Edge-aware image processing technique is broadly studied for smoothing images without destroying different levels of structures. It is wildly applied for computer graphics community. Edge-preserving filters can be broadly divided into two broad categories: average based approaches and optimization based approaches.

The methods of first class smooth images by taking a weighted average of nearby pixels, where the weights depend on the intensity/color difference. Average based filters include bilateral filter [17], nonlocal means filter [1], guided image filter [8] and rolling guidance filter [23]. They often use guidance image to define the similarity between pixels. The main drawback of these filters is that they will produce the halo effect near the edge.

The total variation (TV) model [15], \(L_{0}\) gradient minimization filter (\(L_{0}\) filter) [20], weighted least squares (WLS) [3] and curvature filter [7] belong to the optimization based methods. These approaches smooth images by optimizing objective functions containing terms defined in \(L_{p}\) norm (\(p = 0,1,2\)). Although the optimization based methods can avoid the halo effect along salient edges and often generate high quality results, it does not have the property of joint filtering with reference image, and this shortcoming limits their applications.

Recently, the nonlocal framework has been extensively studied by many scholars as a regularization term to overcome the staircase effect and obtain better performance. Gilboa and Osher defined a variational functional based nonlocal TV operators [6]. Zhang et al. [24] proposed a fast split Bregman iteration for this nonlocal TV minimization. Lately, the nonlocal regularizations are extended to process more general inverse problems in [12]. However, they penalize large nonlocal gradient magnitudes, and it possibly influence contrast during smoothing.

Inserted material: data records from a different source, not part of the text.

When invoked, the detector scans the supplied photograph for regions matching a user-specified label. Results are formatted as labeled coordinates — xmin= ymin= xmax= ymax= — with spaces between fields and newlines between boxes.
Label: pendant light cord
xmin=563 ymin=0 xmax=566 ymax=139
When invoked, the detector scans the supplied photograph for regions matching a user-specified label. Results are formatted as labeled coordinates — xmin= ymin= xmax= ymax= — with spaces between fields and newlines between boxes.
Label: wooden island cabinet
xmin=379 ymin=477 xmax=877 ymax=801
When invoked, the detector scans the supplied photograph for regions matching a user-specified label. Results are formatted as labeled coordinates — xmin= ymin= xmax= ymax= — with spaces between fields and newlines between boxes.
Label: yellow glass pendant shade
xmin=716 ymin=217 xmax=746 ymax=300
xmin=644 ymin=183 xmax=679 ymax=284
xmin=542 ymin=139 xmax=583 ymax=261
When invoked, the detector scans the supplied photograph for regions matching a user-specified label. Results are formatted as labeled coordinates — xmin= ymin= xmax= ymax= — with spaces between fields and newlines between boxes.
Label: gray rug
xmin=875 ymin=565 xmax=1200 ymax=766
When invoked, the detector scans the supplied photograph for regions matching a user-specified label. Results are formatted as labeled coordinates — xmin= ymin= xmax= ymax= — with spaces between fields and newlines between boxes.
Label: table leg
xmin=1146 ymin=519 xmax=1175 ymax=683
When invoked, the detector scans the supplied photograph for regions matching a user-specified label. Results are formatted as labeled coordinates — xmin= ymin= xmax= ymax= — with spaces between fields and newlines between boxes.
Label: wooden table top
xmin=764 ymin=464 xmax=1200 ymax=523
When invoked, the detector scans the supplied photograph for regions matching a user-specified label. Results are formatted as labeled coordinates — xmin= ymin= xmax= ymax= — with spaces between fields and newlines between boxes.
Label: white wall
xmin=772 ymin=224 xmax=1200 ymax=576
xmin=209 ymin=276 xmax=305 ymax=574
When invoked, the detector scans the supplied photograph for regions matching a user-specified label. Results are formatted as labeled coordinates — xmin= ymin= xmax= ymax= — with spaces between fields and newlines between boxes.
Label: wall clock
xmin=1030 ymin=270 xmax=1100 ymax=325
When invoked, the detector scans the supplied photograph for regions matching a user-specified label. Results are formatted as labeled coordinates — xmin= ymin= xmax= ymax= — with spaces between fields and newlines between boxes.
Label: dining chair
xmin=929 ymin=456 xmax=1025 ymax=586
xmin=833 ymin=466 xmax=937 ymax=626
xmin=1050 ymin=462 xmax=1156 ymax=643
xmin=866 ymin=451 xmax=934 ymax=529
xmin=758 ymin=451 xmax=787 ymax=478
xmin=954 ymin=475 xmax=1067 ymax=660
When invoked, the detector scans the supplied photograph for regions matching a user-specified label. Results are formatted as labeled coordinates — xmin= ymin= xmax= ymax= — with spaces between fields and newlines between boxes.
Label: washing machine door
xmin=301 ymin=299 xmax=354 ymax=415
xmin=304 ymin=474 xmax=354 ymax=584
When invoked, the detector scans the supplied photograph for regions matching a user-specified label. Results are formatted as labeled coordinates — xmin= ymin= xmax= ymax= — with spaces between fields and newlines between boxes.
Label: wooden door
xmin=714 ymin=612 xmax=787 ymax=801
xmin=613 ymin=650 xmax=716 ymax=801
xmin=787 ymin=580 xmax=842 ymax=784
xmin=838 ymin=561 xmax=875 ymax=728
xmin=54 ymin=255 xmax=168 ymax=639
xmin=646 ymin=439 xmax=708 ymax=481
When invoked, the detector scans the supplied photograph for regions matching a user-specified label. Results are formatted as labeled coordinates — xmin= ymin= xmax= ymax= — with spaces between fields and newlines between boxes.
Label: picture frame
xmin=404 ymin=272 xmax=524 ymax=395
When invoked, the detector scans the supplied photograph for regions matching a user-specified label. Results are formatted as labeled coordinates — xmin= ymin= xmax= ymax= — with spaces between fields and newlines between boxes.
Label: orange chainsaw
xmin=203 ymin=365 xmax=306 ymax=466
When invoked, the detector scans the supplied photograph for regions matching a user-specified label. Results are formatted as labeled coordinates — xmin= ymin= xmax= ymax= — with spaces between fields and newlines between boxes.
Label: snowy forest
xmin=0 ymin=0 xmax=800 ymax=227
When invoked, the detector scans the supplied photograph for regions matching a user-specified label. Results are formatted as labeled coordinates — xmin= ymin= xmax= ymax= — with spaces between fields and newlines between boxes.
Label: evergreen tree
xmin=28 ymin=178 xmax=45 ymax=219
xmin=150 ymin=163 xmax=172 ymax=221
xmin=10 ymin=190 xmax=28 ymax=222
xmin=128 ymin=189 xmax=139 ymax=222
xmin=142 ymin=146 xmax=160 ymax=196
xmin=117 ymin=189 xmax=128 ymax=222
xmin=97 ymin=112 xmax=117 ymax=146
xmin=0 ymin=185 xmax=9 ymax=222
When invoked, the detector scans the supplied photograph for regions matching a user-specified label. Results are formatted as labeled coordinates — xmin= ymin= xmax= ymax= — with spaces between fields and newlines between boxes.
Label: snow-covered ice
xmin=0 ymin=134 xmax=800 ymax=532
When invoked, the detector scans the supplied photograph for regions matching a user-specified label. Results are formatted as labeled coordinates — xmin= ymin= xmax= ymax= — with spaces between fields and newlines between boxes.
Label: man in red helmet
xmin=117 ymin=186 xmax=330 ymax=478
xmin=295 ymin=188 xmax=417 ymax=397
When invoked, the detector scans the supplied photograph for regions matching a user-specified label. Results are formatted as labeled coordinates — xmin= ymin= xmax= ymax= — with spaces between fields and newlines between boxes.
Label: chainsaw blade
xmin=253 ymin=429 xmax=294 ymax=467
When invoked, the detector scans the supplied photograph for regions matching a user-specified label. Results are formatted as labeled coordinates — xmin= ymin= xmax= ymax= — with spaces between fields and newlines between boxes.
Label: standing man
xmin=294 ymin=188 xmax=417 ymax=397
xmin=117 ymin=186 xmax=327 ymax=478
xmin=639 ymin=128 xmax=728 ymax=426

In summary, most image smooth models aim to preserve edges from noise and textures, and each of them has its limitations. In this work, we present a new edge-preserving filter based on an optimization framework, which incorporates the nonlocal strategy into the \(L_{0}\) gradient minimization model and takes advantage of both variational models and spatial filters. This notion leads to an unconventional global optimization process involving discrete metrics, whose solution is able to manipulate the edges in a variety of ways depending on the saliency.

The proposed framework is general and can be used for several applications. Different from other optimization based methods, the proposed algorithm can use the reference image for joint filtering.

The depth images captured by 3D scanning devices such as ToF camera or Kinect camera may be highly degraded, which have limited resolution and low quality. As a result, it’s hard to recover high quality depth maps from single depth image. Fortunately, the depth map is often coupled by high resolution (HR) color image which shows the same scene and they have strong structural similarities [4, 19, 22]. In recently, deep learn based depth upsampling methods [5, 9, 11, 16] achieve well results. These methods produce the end-to-end upsampling networks, which learn high-resolution features in the intensity image and supplement the low-resolution depth structures in the depth map.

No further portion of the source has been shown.